Selbstoptimierung ist zum neuen Lifestyle geworden. Die Choreografin Dragana Bulut versucht mithilfe der Performer*innen Kareth Schaffer und Andrew Hardwidge der Ideologie hinter dem Imperativ zum Glücklicher-Sein auf die Spur zu kommen. Dabei bedient sie sich der Rhetorik und Distanzlosigkeit von aktuell florierenden Lebensberatungen und Coaching-Methoden um sie vorzuführen und ihre Wirkung zu erproben – die Aufforderung, sich mit einem Namensschild zu versehen lässt nichts Gutes ahnen – erstaunlich, wie leicht das mit der Manipulation doch geht: Standing Ovations nach Aufforderung in den ersten fünf Minuten. Bulut und Co schwören uns als Gemeinschaft ein, appellieren an unser Mitgefühl und setzen auf Gruppenzwang. Über die gesamte Performance werde ich meine Anspannung und Unentschiedenheit nicht los, versinke ich immer noch ein Stückchen tiefer in meinem Stuhl und hoffe so, nicht direkt angesprochen oder auf die Bühne zitiert zu werden. Gleichzeitig fühle ich mich schlecht dabei, die angeleiteten Übungen zu verweigern, möchte ich den Performer*innen doch nicht mit Ablehnung begegnen, den Ablauf nicht blockieren. Schon bald wird klar: „Happyology“ ist vor allem eine Anleitung zum Einverständnis. Das Stück stellt seine eigenen Strategien unverblümt zur Schau und zeigt genau darin die perfide Logik, den subtilen Zwang hinter den Glücksversprechen auf. Scheinbar harmlos-vertrauenswürdig schmiegt sich die Ideologie an uns heran, adressiert an unsere Eitelkeit und unsere Versagensängste mit griffigen Durchhalte-Floskeln. Andrew Hardwidge und Kareth Schaeffer haben die Handflächen ineinander gelegt, strahlen Ruhe, Zuversicht und Überzeugungskraft aus und treten an einzelne Zuschauer*innen heran: „Auf einer Skala von eins bis zehn: wie fühlst du dich heute?“, „Was in deinem Leben gelingt gut, welche Bereiche machen dir Schwierigkeiten und warum?“

Während die beiden überzeugend ihr Programm durchziehen und die Balance zwischen Einschüchterung und Verführung austarieren, klammere ich mich an das Stück Bitterschokolade, das als Geschenk unter unseren Sitzen versteckt wurde (gut für den Endorphin-Haushalt, überhaupt tut es gut, Geschenke zu bekommen und dafür dankbar zu sein) und kann mich neben den Schrecksekunden, wenn jemand in meine Richtung guckt, doch amüsieren und sogar zum Mitmachen anstecken lassen. So happy so irritiert hinterlässt mich dieses Spektakel, das mit den altbekannten, aber nicht minder wirkungsvollen Tricks der Überzeugung und des Entertainments spielt. Leicht verdaulich werden wir von einem Programmpunkt zu nächsten geleitet: Sprech-Chor, kleine Übungen zu Mitmachen, noch mehr Frage-Antwort-Spiele.

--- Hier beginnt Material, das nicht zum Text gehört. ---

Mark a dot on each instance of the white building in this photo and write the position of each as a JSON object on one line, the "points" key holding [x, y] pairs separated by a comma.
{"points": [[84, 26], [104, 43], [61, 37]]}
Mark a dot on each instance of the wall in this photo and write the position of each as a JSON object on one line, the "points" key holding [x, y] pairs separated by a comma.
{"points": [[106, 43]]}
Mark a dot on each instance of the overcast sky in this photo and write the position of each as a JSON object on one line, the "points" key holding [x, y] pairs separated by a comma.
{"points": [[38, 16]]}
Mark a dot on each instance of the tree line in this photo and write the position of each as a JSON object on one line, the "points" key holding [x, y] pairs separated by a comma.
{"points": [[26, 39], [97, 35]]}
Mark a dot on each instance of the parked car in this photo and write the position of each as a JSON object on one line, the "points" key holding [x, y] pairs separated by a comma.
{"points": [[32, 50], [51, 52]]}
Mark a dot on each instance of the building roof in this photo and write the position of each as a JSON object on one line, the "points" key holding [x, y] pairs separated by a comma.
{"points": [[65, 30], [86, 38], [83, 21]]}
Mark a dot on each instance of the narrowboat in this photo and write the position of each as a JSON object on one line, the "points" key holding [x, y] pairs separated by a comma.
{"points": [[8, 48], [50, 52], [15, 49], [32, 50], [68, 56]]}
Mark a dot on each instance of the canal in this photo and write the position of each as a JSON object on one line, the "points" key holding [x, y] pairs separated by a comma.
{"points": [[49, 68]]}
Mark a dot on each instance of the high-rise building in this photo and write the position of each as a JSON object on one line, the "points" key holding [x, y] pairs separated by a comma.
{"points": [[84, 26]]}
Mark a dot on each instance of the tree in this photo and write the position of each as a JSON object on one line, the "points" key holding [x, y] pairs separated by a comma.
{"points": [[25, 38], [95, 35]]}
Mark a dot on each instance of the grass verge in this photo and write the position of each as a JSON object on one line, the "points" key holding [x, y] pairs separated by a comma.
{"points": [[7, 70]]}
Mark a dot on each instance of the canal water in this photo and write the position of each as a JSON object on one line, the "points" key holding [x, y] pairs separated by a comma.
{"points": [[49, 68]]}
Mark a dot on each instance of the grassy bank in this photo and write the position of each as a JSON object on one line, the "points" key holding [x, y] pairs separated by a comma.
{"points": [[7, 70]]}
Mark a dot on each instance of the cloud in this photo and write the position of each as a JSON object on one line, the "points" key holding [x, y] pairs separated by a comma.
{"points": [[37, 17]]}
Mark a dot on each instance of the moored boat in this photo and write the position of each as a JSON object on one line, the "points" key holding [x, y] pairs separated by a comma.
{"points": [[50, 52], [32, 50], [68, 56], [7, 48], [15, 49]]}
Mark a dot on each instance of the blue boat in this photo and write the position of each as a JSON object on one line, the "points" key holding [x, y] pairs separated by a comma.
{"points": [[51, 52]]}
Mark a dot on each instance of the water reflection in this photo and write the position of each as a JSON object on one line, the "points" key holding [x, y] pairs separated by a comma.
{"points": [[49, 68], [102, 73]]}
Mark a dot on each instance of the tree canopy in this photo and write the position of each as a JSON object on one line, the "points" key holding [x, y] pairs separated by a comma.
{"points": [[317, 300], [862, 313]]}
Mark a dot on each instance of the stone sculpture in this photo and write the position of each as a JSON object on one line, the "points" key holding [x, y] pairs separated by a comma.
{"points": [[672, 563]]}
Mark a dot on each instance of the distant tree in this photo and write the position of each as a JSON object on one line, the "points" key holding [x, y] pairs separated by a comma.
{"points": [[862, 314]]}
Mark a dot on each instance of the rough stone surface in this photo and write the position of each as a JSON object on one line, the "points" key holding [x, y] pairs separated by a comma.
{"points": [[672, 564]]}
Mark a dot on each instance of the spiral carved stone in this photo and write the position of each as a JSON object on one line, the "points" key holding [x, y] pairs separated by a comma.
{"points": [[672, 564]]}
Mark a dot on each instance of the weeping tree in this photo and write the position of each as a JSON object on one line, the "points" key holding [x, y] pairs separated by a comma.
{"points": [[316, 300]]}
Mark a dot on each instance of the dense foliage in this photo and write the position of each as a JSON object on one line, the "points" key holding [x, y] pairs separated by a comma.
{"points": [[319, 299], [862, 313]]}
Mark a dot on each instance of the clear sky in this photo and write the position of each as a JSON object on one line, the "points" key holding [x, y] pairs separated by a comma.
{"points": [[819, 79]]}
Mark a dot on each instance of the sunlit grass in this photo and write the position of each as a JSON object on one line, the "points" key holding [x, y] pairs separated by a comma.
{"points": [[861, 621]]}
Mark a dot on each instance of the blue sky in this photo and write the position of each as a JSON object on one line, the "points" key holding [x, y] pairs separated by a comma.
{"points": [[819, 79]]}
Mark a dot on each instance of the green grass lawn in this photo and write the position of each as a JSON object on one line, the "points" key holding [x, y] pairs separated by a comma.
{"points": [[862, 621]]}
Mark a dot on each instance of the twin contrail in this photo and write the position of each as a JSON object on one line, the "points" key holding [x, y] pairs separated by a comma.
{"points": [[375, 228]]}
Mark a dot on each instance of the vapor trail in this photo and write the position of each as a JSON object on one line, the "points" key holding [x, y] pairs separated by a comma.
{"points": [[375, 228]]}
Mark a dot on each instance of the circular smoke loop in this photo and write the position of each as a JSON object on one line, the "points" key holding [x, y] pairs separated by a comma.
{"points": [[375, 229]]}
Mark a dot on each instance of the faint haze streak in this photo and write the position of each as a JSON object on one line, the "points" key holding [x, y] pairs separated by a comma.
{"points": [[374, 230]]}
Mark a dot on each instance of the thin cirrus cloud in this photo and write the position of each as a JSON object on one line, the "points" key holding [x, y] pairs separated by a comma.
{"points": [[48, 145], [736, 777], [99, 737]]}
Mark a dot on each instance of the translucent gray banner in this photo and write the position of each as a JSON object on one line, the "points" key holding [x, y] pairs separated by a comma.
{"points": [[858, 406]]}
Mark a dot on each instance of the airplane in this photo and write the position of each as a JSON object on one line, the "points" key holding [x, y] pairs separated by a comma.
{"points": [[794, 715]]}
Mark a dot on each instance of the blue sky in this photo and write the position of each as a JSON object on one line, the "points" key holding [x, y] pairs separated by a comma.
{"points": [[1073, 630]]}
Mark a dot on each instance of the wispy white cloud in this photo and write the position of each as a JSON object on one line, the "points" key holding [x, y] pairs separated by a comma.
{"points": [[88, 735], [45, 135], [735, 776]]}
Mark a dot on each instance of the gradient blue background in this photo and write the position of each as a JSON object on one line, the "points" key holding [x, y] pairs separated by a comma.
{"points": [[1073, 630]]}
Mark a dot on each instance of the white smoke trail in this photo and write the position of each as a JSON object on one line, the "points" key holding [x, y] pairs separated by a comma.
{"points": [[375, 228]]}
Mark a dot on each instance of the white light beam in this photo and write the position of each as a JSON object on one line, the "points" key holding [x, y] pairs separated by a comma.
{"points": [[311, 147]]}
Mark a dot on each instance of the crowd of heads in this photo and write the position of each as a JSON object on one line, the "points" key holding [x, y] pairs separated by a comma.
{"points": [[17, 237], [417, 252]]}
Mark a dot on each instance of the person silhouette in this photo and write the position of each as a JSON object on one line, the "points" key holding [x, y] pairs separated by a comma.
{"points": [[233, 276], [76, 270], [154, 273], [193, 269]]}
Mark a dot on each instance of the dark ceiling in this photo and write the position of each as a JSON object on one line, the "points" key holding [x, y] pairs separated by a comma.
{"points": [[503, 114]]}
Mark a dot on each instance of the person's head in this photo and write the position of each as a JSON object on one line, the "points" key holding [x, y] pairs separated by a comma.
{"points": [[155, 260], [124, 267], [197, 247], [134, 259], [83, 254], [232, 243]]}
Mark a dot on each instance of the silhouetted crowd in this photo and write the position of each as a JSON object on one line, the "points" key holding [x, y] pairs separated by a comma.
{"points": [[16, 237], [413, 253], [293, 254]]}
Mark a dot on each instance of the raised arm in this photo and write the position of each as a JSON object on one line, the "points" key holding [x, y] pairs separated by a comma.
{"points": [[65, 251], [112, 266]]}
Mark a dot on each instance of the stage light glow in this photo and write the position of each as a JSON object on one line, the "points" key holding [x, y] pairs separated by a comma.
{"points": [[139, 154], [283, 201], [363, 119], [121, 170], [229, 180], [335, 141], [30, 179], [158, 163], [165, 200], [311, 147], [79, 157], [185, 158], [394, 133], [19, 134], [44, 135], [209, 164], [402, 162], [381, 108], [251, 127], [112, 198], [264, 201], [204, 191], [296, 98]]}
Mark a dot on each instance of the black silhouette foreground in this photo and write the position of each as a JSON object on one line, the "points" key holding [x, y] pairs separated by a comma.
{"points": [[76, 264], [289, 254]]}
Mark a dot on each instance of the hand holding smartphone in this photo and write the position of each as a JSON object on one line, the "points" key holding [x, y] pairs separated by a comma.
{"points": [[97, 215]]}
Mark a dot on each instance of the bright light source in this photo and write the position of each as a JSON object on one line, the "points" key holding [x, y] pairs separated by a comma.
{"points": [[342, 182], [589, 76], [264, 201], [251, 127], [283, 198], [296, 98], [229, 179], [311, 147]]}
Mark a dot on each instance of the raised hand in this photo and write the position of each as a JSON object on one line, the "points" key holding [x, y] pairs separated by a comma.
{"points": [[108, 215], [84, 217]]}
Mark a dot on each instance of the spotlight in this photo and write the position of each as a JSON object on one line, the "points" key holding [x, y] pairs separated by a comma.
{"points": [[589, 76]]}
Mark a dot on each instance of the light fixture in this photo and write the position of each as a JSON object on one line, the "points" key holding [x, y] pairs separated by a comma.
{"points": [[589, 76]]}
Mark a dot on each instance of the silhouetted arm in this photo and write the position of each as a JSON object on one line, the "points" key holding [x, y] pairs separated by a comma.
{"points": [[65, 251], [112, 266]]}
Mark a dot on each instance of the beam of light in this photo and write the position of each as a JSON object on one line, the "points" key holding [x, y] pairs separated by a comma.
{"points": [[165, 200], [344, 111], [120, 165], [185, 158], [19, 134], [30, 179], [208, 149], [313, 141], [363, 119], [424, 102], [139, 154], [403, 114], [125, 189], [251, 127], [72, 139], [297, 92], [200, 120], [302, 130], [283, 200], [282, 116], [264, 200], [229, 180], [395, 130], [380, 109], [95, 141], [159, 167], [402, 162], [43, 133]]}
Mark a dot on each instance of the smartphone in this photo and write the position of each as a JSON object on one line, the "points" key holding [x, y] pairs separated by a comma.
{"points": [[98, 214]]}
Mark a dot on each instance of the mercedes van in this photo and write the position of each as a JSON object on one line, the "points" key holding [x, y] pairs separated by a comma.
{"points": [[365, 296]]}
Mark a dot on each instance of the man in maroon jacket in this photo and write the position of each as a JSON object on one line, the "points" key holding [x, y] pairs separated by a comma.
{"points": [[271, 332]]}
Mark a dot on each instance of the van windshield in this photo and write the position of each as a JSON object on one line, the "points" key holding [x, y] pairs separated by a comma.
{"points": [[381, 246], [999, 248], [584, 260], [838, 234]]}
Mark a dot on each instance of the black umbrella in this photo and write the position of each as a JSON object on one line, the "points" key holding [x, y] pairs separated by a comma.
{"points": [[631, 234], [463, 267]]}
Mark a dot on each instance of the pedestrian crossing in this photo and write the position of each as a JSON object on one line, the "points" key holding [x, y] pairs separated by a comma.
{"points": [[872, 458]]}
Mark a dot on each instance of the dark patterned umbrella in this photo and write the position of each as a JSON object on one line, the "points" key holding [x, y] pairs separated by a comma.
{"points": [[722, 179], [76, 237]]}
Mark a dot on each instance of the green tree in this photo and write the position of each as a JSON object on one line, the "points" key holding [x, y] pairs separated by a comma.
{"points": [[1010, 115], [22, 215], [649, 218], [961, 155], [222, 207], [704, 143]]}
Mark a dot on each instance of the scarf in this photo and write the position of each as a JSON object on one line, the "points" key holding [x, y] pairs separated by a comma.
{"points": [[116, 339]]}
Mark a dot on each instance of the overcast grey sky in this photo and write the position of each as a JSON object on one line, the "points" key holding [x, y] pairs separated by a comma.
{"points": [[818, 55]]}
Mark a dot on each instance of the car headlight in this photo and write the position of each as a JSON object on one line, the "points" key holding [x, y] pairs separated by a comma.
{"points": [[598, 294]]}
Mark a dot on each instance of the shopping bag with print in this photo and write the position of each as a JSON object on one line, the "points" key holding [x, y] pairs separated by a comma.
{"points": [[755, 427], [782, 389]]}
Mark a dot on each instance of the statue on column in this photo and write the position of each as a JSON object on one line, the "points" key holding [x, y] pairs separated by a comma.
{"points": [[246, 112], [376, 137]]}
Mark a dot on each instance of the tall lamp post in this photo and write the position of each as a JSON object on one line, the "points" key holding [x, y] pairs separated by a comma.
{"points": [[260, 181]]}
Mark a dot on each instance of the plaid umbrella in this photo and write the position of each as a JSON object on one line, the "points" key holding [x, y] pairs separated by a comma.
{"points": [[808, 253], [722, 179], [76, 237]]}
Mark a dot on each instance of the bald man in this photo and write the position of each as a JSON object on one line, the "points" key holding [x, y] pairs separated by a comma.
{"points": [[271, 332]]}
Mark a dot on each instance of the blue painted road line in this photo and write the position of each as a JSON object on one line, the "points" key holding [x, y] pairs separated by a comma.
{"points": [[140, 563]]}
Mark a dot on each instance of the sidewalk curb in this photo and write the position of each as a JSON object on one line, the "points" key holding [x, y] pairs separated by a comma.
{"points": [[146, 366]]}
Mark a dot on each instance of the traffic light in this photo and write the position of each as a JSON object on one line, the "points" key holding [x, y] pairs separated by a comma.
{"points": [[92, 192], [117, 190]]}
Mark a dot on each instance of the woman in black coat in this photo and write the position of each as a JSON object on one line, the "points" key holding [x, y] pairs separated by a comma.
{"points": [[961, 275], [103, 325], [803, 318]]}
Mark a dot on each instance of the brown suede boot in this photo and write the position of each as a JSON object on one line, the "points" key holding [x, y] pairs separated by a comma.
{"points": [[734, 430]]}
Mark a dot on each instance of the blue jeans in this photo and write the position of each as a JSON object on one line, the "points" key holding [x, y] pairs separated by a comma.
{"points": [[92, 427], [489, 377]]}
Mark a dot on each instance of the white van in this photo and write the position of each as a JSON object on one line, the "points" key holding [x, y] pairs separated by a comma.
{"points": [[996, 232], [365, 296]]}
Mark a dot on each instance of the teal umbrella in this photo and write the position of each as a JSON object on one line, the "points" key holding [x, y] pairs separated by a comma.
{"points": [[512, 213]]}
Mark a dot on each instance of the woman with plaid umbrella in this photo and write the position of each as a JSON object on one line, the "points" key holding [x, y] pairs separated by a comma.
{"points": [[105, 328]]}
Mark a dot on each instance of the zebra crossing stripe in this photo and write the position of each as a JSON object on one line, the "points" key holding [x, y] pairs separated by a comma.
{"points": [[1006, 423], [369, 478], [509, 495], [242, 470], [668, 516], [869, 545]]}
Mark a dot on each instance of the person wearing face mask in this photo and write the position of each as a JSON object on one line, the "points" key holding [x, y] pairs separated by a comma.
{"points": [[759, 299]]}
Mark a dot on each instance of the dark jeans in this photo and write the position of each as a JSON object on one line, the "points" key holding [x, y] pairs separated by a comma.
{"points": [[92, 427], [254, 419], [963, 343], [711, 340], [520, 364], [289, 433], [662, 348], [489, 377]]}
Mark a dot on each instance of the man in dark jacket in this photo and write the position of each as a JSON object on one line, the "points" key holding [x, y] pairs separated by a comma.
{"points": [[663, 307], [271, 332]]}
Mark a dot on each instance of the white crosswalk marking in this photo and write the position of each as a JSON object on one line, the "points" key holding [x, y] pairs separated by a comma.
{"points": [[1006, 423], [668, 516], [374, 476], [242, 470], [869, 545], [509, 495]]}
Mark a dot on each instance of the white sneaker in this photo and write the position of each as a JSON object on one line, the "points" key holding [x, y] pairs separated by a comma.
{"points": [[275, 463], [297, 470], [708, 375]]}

Nachdem einige Zuschauer*innen scheinbar offenherzig ihre persönlichen Schwächen und Stärken preisgegeben haben, versammeln sich andere bereitwillig zur Demonstration von Hinfallen, Aufstehen, Weitermachen. Auch wenn Dragana Bulut ihre Verwandlung zum Optimierungs-Zombi auch optisch vollbracht hat – mit glühenden Augen, grünen Zähnen, aufgerissenen Schlund taumelt sie selbstvergessen und in verzerrtem Gelächter über die Bühne, und Kareth Schaeffer mit Peitschenhieben zur Aktion auffordert, lassen wir uns den von unfreiwillig-freiwilligen Helfer*innen servierten grünen Smoothie am Ende trotzdem schmecken. Es ist dieses „Trotzdem“, was als Denkanstoß im Raum bleibt und woran „Happyology“ uns erinnert: die Verführung hinter dem Versprechen, dass alles noch ein bisschen besser geht.